Johann Nikolaus Dreyse , (in personal reports always Johann Nicolaus Dreyse ), from 1864 von Dreyse , (born November 20, 1787 in Sömmerda ; † December 9, 1867 there ) was a German entrepreneur , designer and inventor of the needle gun .

origin

His parents were the master locksmith Johann Christian Dreyse († August 1, 1815) and his wife Susanne Katharina Fleischmann († May 8, 1843).

Life

He learned his father's craft and worked in Altenburg and Dresden from 1806 . From 1809 he worked in the rifle factory of Samuel Johann Pauli in Paris , who was commissioned by Napoléon Bonaparte to improve the rifle (details are very controversial in research). Pauli (also Pauly) had developed a breech loader with internal ignition and flap lock, but it was too complicated and fragile. An important suggestion for Dreyses later work must be seen here.

The Dreyse mill in Sömmerda
Memorial plaque on the house where he was born in Sömmerda

In 1814 he returned to Sömmerda and founded a factory ( Dreyse & Collenbusch ) with the merchant Kronbiegel for the production of iron goods, but turned his interest particularly to improving rifles. In 1824 he succeeded in redesigning copper percussion caps for percussion rifles , which gained a good reputation in Germany due to their excellent quality. His efforts to move the ignition of rifles from the outside to the inside and to construct a single cartridge that should contain all the parts required for shooting led to the invention of the needle gun in 1827 . It was still a sleek muzzle-loading needle rifle. Frequent accidents with this weapon (Dreyse was also affected) led to the further development of the breech loader .

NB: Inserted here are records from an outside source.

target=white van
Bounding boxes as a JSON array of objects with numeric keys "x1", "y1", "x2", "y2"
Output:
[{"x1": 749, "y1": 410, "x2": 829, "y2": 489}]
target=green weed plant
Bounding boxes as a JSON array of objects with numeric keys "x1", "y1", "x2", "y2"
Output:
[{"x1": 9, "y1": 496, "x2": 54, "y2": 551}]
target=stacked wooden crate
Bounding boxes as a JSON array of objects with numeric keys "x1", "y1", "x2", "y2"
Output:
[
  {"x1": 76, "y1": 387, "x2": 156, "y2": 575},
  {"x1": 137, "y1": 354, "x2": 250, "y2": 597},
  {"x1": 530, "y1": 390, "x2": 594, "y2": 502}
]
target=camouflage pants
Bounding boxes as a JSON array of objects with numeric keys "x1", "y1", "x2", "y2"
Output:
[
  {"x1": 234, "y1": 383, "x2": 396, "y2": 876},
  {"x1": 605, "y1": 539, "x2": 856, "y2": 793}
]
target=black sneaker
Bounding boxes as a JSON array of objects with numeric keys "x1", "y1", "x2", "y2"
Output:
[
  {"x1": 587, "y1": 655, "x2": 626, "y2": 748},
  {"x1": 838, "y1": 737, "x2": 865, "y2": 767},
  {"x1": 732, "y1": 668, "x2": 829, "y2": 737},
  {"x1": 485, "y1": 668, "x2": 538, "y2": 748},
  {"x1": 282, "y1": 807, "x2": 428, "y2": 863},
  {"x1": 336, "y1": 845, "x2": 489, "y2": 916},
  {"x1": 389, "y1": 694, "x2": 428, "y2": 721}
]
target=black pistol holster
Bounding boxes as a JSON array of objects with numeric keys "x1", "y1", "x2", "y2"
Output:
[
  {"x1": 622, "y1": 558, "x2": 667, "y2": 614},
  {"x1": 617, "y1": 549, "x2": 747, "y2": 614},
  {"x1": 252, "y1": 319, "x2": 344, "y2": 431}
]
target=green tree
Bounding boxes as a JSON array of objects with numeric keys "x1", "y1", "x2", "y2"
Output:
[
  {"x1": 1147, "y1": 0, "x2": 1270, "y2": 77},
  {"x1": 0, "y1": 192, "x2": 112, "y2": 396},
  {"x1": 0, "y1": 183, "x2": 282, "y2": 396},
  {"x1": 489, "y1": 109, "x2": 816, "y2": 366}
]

In 1830 a Prussian war ministerial commission experimented with this repeatedly improved rifle . In 1836 Dreyse then used the rear loading. This weapon was introduced into the Prussian army in 1840, initially with the fusilier battalions , and its establishment was treated as a secret. At the same time, the Dreyse government approved the funds to set up a rifle and rifle ammunition factory, which began production in Sömmerda in 1841. By 1863, 300,000 rifles and the associated cartridge parts had been delivered. In 1846 Dreyse was appointed to the commission council and in 1854 to the secret commission council.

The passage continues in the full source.